4. Decorate with Patches
What? It's butterflies, and flowers, and grass.... |
One thing I do have going for me, however, is that I am a teacher, and as such unabashed in my willingness to teach something with everything I do. Joey loves numbers, and so we made up some counting pages, using the patches as our units of measure.
What's wrong with this picture? Joey knows; she did it herself, "because it's fun that way." |
5. Reward a Child Who Does Not Yet Understand Rewards; and then Reward a Child Who Does Understand Rewards
The problem with rewards for young children is that it presupposes an understanding of cause and effect, of delayed gratification, of a willingness, not just to do, sometime, something that might, some day, earn you something cool; but to do, right now, something you deeply dislike on the not-yet-often-tested promise that, someday, you'll get something cool. These skills are paper-clip-chain strong in a 4-year-old, and just as likely to stand up to daily use. Both of my kids have proven late-bloomers when it comes to being willing to suffer in the "now" for the benefit of the "later." And yet we persist with stickers and charts and every bit of such nonsense, often long before our kids were ready for them.Ortopad makes great patches, too, cute, effective, and, most importantly, with glitter. |
She completed this chart yesterday, and by those last few patches she knew what it meant each day to wear one; she knew that she was one step closer to the final goal, and she was, at least some days, willing to overcome her own natural resistance for the purpose of that goal. I'd be proud if I didn't know that nothing that I have done has had anything to do with her reaching that developmental milestone, but it is still pretty cool to watch it develop over time.
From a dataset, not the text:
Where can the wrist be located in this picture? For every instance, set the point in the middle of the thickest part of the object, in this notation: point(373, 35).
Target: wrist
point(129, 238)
Of course, having a child who understands rewards means having a child who understands that rewards should be something she wants, and not necessarily something that Mom wants her to have, and so we are now proud owners of this fine piece of gender-stereotyping commercialism, the My Little Pony Royal Castle Playset. On the list of dumb things I've done to get my daughter to wear a patch, this borders on deserving to be #1.
UPDATE:
I am mostly catching up in time in these posts, but there have been recent developments. Sadly, Joey's cataract has begun growing again (or never continued to stop), enough that she sees spots of darkness in certain kinds of light. (True to form, Joey describes these shapes in an almost daily rotation of creatures: teddy bear, penguin, tarantula....Most recently it has been a fish. It is a blessing that she is not at all disturbed by these visual companions.) Because her own lens has mostly been removed and replaced with a plastic one, these shadows are likely to remain at the periphery of her vision and, hopefully, will not impede any development.
In fact, her vision improved this last visit, startling both me and her doctor when she correctly identified the letter one size smaller than the "big E" on the eye chart. Her vision in her amblyopic eye now stands at 20/300. That's a long way from regular sight, and still isn't correctable with glasses, but given that we thought progress was, quite possibly, impossible, it was heartening news.